Denmark can spend if growth falls, says IMF

24 Jan 13
Denmark should consider increasing public spending if its ‘faltering’ recovery worsens, the International Monetary Fund said today.

By Nick Mann | 24 January 2013

Denmark should consider increasing public spending if its ‘faltering’ recovery worsens, the International Monetary Fund said today.

According to the Fund’s latest bi-annual review of the Danish economy, its gross domestic product fell by 0.4% last year. It is now expected to grow by 0.9% in 2013, mostly as a result of private consumption and modest growth in business investment. However, risks to the economy persist through the country’s close trade and financial links to the euro – and the peg between the Danish krone and euro.

The IMF stressed that Denmark’s low public debt, currently less than 50% of its gross domestic product, as well as its strong credit rating and net creditor status meant it was ‘well-positioned’ to address the economic challenges it faces.

Increases in government spending aimed at addressing lower-than-expected economic growth had already increased Denmark’s budget deficit to an estimated 4.2% of gross domestic product last year.

In a statement, the IMF said further spending would be acceptable if growth failed to recover as expected. IMF directors ‘broadly agreed that, if growth falls significantly below current projections, the authorities should allow automatic stabilisers to operate fully and consider additional support to the economy’.

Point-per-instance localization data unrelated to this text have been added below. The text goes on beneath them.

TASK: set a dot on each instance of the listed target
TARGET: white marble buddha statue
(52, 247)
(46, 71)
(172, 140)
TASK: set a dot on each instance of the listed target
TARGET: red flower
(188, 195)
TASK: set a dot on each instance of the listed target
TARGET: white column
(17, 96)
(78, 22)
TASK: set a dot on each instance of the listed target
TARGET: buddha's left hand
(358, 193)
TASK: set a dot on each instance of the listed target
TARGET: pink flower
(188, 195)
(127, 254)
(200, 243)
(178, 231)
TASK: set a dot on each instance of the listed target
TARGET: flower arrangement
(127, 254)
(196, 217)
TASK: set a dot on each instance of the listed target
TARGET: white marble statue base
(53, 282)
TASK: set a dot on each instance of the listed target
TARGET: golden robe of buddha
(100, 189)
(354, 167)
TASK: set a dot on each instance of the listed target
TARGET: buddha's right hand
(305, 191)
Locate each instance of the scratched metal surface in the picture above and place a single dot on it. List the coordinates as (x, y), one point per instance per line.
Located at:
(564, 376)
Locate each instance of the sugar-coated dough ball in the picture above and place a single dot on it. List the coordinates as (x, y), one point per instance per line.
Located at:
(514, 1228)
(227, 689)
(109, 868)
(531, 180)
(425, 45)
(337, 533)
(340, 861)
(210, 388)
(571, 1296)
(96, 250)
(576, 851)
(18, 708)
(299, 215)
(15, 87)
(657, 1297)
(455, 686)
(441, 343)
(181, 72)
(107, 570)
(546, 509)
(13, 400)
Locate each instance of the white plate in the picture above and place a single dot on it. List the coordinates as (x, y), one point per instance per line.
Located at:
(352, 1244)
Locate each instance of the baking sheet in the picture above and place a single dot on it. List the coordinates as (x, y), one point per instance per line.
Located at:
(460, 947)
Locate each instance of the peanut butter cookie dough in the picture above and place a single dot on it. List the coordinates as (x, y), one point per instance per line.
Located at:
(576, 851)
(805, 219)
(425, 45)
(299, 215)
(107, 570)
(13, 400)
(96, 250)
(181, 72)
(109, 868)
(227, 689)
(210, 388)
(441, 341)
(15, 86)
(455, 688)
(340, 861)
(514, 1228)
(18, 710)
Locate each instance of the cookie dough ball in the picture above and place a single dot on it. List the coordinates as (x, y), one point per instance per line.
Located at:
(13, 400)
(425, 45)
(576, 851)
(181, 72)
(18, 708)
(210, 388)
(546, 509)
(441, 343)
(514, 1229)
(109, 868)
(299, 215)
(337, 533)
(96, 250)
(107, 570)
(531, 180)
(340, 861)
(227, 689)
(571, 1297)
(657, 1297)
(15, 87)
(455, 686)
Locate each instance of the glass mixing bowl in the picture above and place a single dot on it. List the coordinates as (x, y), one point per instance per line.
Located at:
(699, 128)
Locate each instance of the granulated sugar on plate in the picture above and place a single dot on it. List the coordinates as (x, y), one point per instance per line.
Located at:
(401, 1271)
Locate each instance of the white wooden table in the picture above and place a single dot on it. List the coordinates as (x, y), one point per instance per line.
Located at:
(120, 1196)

They stressed, however, that any additional spending should ensure that Denmark’s deficit for this year does not rise above 3%. The country must reduce its deficit below this level to leave the EU’s Excessive Deficit Procedure, which it entered in May 2010.

Meeting this target, and then exiting the EDP in early 2014, was important for ‘maintaining market confidence’, the IMF said. This view was shared by the Danish government, which placed ‘very high priority’ on achieving these goals, the report said.

‘In addition to complying with their EU agreements, the authorities believe that failing to meet the targets would undermine financial market confidence in Denmark’s continued willingness to take the measures necessary to maintain fiscal sustainability,’ it added.